Gestohlenes Nistmaterial

Vögel

Im Gegensatz zu 1972 war das Jahr 1973 sehr trocken. Der Euphrat führte wenig Wasser. Bei Telmusa, etwa zehn Kilometer, flußaufwärts von Birecik, liegt eine Halbinsel, die bewirtschaftet wird.

Nur alle paar Jahre ist es den Bauern möglich, hier anzupflanzen. Sonst steht die Insel unter Wasser. Der Ertrag ist hervorragend. Man braucht keinen Kunstdünger und keine Mittel zur Insektenbekämpfung. Hier fand ich nun jeden Tag etwa 40 Waldrappe bei der Futtersuche. Die Ibisse stocherten im sandigen Boden; man konnte deutlich erkennen, wie sie Käfer und Larven hervorzogen und mit kurzem Ruck von der Schnabelspitze in den Schlund beförderten. Ab und zu pflückten sie auch Insekten von den Pflanzen, mehrmals fingen sie kleine Echsen.

Jeden Tag zählte ich abends mehr Waldrappe, die. auf dem Sims schliefen. Ende März waren es 53, am 10. April schon 65.

Inzwischen hatte auch der Nestbau eingesetzt.
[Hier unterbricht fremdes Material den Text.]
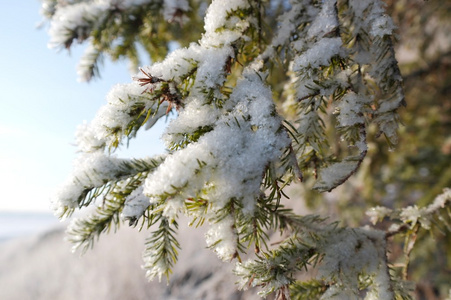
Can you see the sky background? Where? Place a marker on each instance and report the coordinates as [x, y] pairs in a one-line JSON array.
[[41, 105]]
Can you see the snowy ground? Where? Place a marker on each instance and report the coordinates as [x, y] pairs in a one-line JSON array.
[[42, 267]]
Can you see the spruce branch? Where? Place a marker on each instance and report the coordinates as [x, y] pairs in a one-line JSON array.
[[161, 249]]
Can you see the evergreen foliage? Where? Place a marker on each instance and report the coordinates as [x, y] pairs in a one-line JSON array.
[[266, 94]]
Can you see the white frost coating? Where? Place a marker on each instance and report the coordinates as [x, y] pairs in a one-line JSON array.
[[90, 170], [224, 232], [76, 20], [319, 54], [326, 21], [346, 254], [135, 204], [217, 17], [73, 20], [173, 10], [235, 152], [159, 266], [113, 118], [86, 139]]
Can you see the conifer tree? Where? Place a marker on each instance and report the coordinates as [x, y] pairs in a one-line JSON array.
[[266, 95]]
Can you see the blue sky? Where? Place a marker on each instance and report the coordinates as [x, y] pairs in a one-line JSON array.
[[41, 105]]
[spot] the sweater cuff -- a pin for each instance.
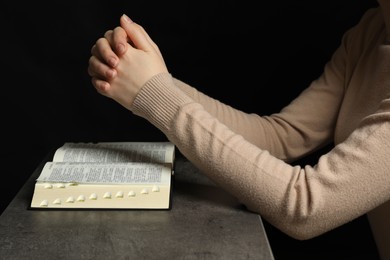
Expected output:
(159, 100)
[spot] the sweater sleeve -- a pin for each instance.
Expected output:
(304, 125)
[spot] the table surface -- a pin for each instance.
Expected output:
(204, 222)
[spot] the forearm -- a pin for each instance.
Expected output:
(302, 202)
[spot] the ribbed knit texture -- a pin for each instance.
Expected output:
(248, 155)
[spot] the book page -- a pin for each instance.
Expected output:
(161, 152)
(106, 173)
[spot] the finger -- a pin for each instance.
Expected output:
(100, 70)
(104, 51)
(119, 40)
(100, 85)
(135, 34)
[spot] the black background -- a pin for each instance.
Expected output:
(254, 55)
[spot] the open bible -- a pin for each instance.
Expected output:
(126, 175)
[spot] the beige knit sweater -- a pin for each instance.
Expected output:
(250, 155)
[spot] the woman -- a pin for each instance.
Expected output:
(249, 155)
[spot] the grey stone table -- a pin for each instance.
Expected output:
(204, 222)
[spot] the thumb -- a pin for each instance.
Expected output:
(135, 34)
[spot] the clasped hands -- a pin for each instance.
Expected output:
(123, 61)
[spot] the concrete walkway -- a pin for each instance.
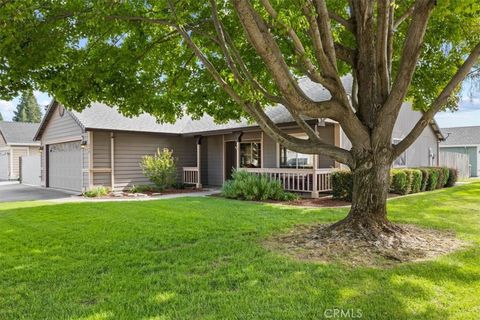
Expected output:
(13, 191)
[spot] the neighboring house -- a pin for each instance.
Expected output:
(99, 146)
(465, 140)
(16, 140)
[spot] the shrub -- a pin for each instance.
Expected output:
(400, 181)
(452, 177)
(433, 175)
(415, 180)
(425, 174)
(443, 177)
(342, 184)
(160, 168)
(95, 192)
(249, 186)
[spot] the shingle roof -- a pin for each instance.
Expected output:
(461, 136)
(18, 132)
(101, 116)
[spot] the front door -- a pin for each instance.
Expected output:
(230, 158)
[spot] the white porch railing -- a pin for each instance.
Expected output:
(299, 180)
(191, 176)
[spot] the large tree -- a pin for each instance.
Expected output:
(28, 109)
(232, 58)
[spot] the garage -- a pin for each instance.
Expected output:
(4, 165)
(65, 166)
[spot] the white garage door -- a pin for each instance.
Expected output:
(4, 165)
(64, 166)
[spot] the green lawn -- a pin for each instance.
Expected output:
(202, 258)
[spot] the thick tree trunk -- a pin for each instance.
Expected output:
(367, 218)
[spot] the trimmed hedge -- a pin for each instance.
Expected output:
(402, 181)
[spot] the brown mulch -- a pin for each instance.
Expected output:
(314, 243)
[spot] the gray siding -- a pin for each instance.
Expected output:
(61, 127)
(215, 160)
(327, 133)
(131, 147)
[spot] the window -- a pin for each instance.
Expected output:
(250, 155)
(294, 160)
(401, 161)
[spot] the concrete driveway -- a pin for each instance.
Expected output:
(13, 191)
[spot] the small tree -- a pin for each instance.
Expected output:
(28, 109)
(160, 168)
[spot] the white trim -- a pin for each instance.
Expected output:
(223, 158)
(10, 174)
(458, 146)
(24, 144)
(478, 162)
(62, 140)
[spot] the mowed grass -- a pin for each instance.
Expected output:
(202, 258)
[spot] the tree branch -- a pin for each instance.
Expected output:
(441, 100)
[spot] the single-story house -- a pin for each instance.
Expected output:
(99, 146)
(16, 140)
(464, 140)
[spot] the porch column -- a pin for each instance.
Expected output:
(199, 162)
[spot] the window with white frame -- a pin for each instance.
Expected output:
(250, 155)
(401, 161)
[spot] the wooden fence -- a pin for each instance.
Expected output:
(458, 161)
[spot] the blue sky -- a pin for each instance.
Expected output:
(468, 115)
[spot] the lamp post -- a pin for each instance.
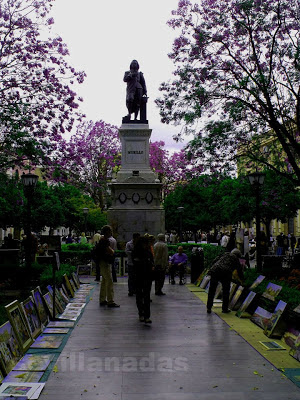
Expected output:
(180, 211)
(29, 182)
(85, 213)
(256, 180)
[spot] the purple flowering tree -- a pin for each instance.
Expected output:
(237, 81)
(37, 103)
(89, 159)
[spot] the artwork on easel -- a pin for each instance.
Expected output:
(38, 300)
(76, 280)
(260, 317)
(58, 306)
(218, 293)
(205, 282)
(272, 291)
(242, 311)
(275, 326)
(10, 351)
(48, 301)
(48, 342)
(292, 338)
(17, 320)
(61, 324)
(297, 309)
(73, 285)
(23, 376)
(233, 287)
(60, 298)
(34, 362)
(68, 285)
(257, 281)
(236, 297)
(56, 330)
(29, 389)
(32, 317)
(63, 295)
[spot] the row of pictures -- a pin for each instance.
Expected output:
(26, 321)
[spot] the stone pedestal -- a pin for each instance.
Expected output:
(136, 191)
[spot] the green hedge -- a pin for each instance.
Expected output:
(287, 294)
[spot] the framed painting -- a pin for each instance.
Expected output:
(10, 352)
(34, 362)
(64, 296)
(26, 389)
(76, 280)
(68, 285)
(19, 324)
(242, 311)
(23, 376)
(40, 305)
(60, 298)
(234, 301)
(275, 326)
(73, 285)
(48, 342)
(272, 291)
(32, 317)
(58, 307)
(257, 281)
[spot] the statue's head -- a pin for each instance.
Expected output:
(134, 65)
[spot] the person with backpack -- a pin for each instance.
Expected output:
(105, 255)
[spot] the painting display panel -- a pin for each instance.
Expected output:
(76, 280)
(17, 320)
(38, 300)
(56, 330)
(30, 389)
(242, 310)
(34, 362)
(236, 297)
(257, 281)
(9, 347)
(261, 317)
(73, 285)
(23, 376)
(32, 317)
(48, 342)
(61, 324)
(273, 325)
(272, 291)
(204, 282)
(48, 300)
(68, 285)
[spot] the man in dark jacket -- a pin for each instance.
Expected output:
(221, 271)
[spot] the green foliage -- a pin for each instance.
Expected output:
(76, 247)
(288, 294)
(210, 251)
(46, 277)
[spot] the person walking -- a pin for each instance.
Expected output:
(105, 255)
(178, 261)
(221, 271)
(143, 266)
(94, 257)
(131, 273)
(160, 262)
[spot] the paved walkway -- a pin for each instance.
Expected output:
(186, 354)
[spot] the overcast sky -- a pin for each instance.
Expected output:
(103, 37)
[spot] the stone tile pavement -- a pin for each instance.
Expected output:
(185, 354)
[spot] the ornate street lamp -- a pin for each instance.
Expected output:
(29, 182)
(85, 213)
(256, 180)
(180, 211)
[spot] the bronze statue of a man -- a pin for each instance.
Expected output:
(136, 90)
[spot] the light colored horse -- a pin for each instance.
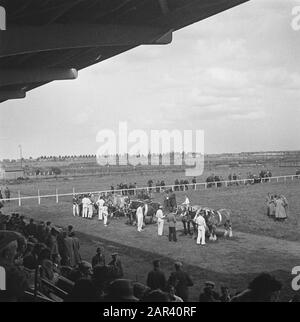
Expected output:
(215, 219)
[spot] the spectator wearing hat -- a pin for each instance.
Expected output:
(171, 219)
(105, 214)
(116, 265)
(69, 244)
(52, 242)
(209, 295)
(225, 294)
(31, 229)
(84, 270)
(16, 279)
(83, 291)
(121, 290)
(156, 278)
(140, 290)
(263, 288)
(99, 258)
(172, 295)
(160, 221)
(156, 296)
(181, 281)
(76, 248)
(140, 217)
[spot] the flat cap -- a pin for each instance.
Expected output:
(6, 237)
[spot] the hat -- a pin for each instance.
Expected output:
(6, 237)
(84, 265)
(122, 289)
(210, 283)
(178, 264)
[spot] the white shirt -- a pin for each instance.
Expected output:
(86, 201)
(159, 215)
(200, 221)
(139, 211)
(186, 201)
(100, 202)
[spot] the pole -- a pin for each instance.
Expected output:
(21, 156)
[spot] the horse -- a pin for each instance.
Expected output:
(149, 213)
(187, 217)
(215, 219)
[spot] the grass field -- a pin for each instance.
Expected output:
(259, 243)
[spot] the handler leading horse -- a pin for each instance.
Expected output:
(215, 219)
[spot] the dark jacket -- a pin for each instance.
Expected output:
(181, 281)
(156, 280)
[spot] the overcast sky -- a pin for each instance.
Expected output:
(235, 75)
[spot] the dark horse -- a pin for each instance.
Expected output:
(149, 208)
(213, 219)
(187, 216)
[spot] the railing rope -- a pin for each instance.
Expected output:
(180, 187)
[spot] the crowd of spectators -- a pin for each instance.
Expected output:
(44, 261)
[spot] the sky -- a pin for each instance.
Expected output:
(236, 76)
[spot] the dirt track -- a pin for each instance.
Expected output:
(233, 262)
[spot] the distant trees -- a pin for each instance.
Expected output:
(56, 171)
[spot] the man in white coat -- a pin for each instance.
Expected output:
(85, 206)
(186, 202)
(160, 221)
(200, 221)
(105, 214)
(90, 208)
(100, 204)
(140, 217)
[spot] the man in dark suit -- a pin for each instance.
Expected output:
(171, 219)
(156, 278)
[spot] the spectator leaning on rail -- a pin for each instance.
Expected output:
(16, 279)
(160, 221)
(156, 279)
(181, 281)
(263, 288)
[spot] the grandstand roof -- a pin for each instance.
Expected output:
(47, 40)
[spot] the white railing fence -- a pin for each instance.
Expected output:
(194, 186)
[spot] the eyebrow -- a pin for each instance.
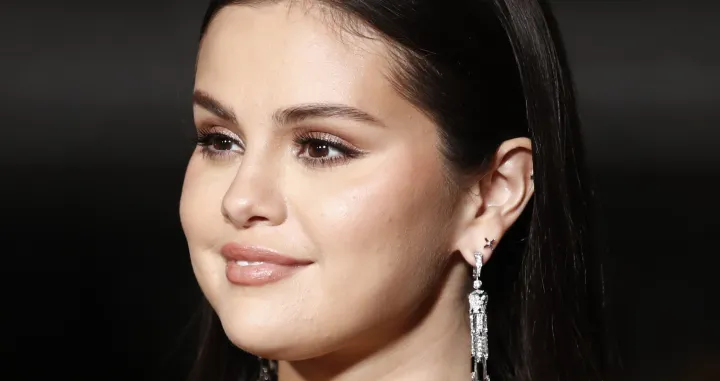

Die Vögel verteidigten paarweise ihre Plätze. Einer blieb meist zurück, während der andere Zweige, Lumpen und Stricke als Baumaterial herbeischaffte. Zuerst flogen sie noch an den Fluß, um von dort das Material mitzubringen; dann suchten sie den Brutfelsen ab. Hier lag an manchen Stellen noch viel Abfall, den die Leute von Birecik früher einmal über die Felsmauer heruntergekippt hatten und den wir bei der Arbeit am Sims nicht erreicht hatten.

Bei jeder Landung begrüßten sich die Vögel. Der Wartende duckte sich auf den Fels und rief mit aufgerichtetem Schopf und nach oben geworfenem Schnabel. Schon von weitem erkannten sich die Partner. Der Landende drängte sich hinter den Sitzenden und übergab von dort, sich über Hals und Schulter des Partners beugend, das Nistmaterial. Aber während beide Vögel an der einen Seite des Nestes bauten, wurde ihnen von hinten das Material schon wieder weggestohlen. Ja, einige Waldrappe flogen gar nicht mehr zur Materialsuche; sie warteten auf jede Gelegenheit zum Stehlen.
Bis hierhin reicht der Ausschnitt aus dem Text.